Semiconductors are made use of in photodiodes, light emitting diodes and laser diodes which
are routinely used in optical communication.
Liquid crystals are materials which have properties in between those of crystals and
liquids. In liquid crystals the molecules have an orientational order but are devoid of any
translational order. This configuration of molecules enables liquid crystals to possess unique
optical and electrical properties. These have been exploited in display devices, which are an
important component of computer and information technology.

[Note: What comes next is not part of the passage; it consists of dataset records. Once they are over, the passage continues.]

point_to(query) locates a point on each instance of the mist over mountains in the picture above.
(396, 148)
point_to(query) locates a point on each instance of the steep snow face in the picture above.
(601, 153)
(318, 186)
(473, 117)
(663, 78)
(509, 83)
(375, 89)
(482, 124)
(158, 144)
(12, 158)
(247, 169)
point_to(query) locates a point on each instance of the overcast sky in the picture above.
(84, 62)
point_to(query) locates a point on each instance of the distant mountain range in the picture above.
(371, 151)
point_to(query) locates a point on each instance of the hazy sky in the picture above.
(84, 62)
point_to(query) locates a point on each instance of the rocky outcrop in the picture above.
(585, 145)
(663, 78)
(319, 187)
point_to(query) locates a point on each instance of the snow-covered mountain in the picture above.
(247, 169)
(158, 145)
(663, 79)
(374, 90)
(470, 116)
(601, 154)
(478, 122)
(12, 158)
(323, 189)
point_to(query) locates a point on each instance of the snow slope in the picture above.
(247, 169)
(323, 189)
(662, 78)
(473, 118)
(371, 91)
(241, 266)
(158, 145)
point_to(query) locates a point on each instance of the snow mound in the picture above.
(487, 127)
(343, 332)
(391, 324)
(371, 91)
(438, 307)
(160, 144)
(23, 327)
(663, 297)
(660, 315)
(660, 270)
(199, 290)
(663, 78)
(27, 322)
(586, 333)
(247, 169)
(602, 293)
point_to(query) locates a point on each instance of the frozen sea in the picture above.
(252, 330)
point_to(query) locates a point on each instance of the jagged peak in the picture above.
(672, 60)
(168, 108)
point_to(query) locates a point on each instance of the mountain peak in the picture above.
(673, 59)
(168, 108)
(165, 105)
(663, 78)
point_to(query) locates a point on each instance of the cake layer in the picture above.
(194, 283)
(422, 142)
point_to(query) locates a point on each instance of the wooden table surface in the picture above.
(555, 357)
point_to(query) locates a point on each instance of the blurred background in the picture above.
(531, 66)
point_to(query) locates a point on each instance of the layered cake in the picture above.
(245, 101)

Composite materials: There are many situations in engineering where no single material
will be suitable to meet a particular design requirement. However, two materials in combination
may posses the desired properties and provide a feasible solution. Composite materials are
formed from two or more materials. They have properties that are not found in the materials
of which they are composed. Concrete, plywood and fibreglass are typical examples of composite
materials. With composites, one can produce light weight, very strong, very stiff, high
temperature resistant material or produce hard yet shock resistant cutting tools that would
otherwise shatter. Advanced aircraft and aerospace vehicles rely heavily on composites such
as carbon reinforced polymers and Kevlar reinforced polymers.
Nanomaterials: These materials are made up of grains whose dimensions are less than
100 nm. Nanomaterials could be metals, semiconductors, ceramics or polymers. Their properties
are considerably different from those of the bulk and might exhibit novel effects. Their properties
ought to be understood on the basis of quantum mechanics.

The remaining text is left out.